Se la relazione con la mamma è ed è stata buona, è molto probabile che la futura madre sarà una buona madre, per due motivi. Il primo è che ha imparato a esserlo, la seconda è che sarà aiutata. Se il rapporto, invece, è inficiato da problematiche non risolte, queste verranno fuori in un momento così delicato. A meno che non sia stato fatto prima un percorso per rompere la catena.
La famiglia quindi ha anche un ruolo nell’insorgenza della depressione post partum?
Assolutamente si. Tanto più nella nostra società, dove ormai le famiglie sono mononucleari. Un tempo la maternità era un fatto sociale: le donne vicine di casa, le amiche, le zie, le cugine, le nonne partecipavano alla gravidanza e al parto. Era una vicinanza che colmava alcune lacune del rapporto madre-figlia se era insufficiente o problematico. E che avviene solo tra donne, che devono essere consapevoli della forza incredibile che è poter dare la vita.
Si è persa quindi la condivisione con altre donne?
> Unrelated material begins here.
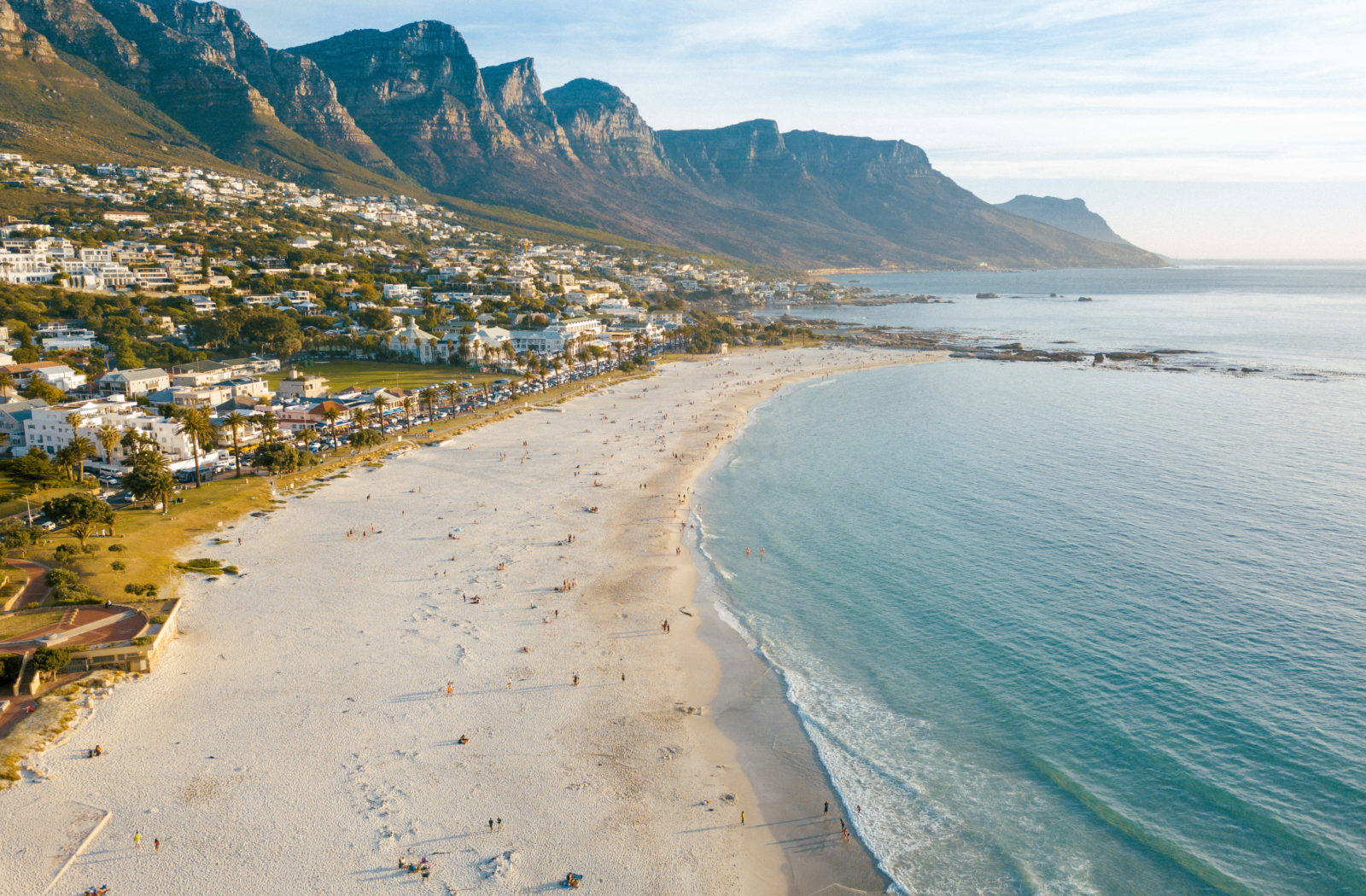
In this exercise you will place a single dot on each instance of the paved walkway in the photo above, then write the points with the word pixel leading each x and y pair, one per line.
pixel 36 589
L’aspetto sociale si è perso e chiaramente il ruolo della madre è diventato ancora più importante: poi ci può essere anche una brava zia o un’amica di cui avere fiducia, ma non è la stessa cosa. Io ho visto donne che avevano un buon rapporto con il loro compagno e un pessimo rapporto con la madre avere dei disturbi post partum. Si tratta di persone che hanno ricevuto dalla loro mamma l’idea di essere insufficienti, di non essere adeguate e di non essere capaci. E se la portano dietro nel momento più delicato della loro vita.
Ho visto donne che avevano un buon rapporto con il loro compagno e un pessimo rapporto con la madre avere dei disturbi post partum. Si tratta di persone che hanno ricevuto dalla loro mamma l’idea di essere insufficienti, di non essere adeguate e di non essere capaci. E se la portano dietro nel momento più delicato della loro vita.
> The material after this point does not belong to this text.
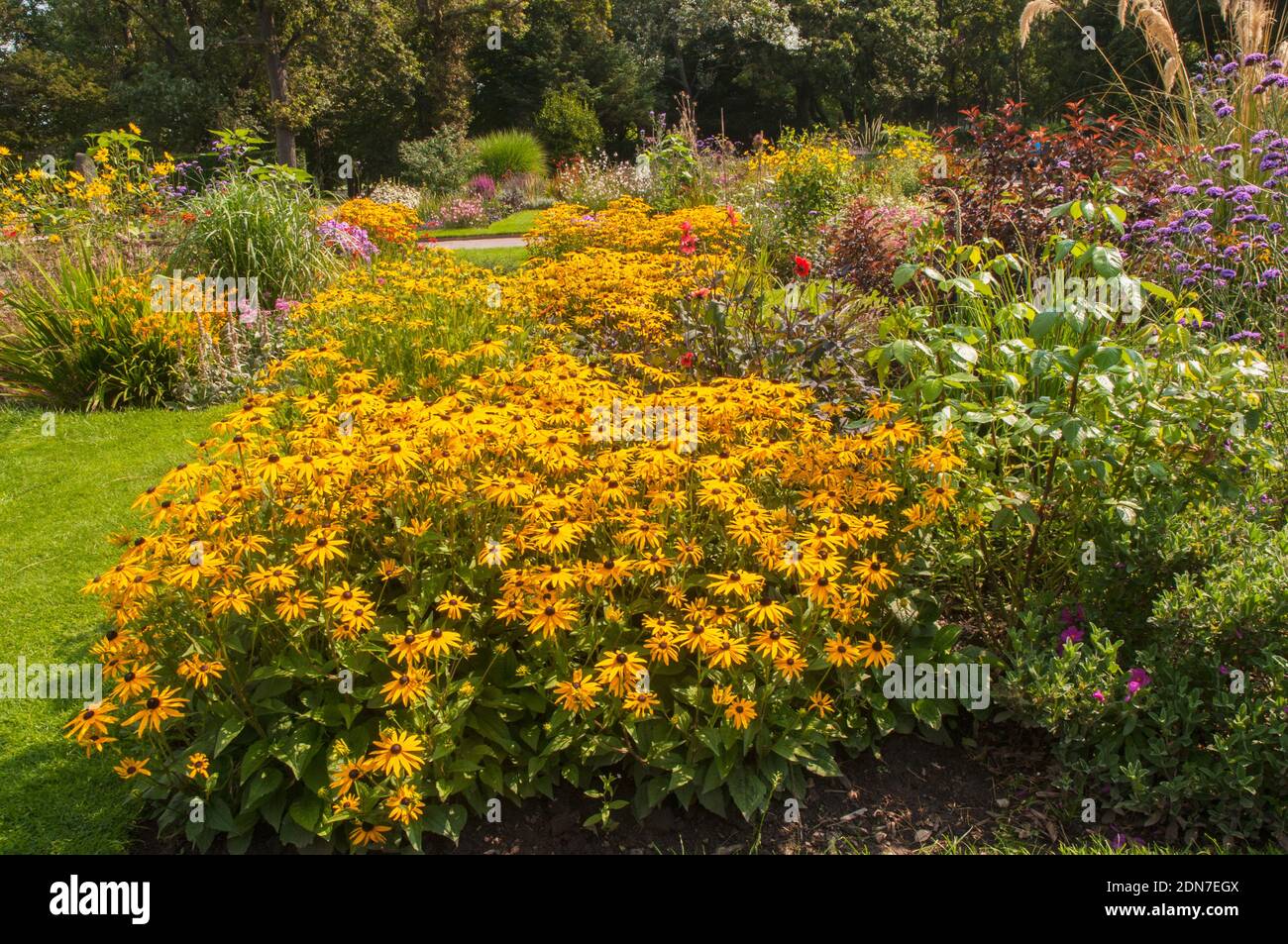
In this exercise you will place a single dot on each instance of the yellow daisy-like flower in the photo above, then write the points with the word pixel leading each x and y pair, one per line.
pixel 875 652
pixel 397 754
I servizi come i consultori potrebbero essere un rimedio alla perdita della dimensione sociale della maternità?
C’è stato questo tentativo di passaggio dalla comunità spontanea a una più costruita – comunque positiva – con i consultori. Se questi ultimi fossero stati mantenuti per quella che era l’idea iniziale, le neomamme avrebbero un buon supporto, grazie ai momenti di ritrovo in gruppo e con persone esperte e specialisti che le possono seguire. Anche a domicilio, se la persona non può muoversi.
Oggi che questi servizi sono depotenziati, c’è molta più solitudine nelle donne in attesa e dopo il parto.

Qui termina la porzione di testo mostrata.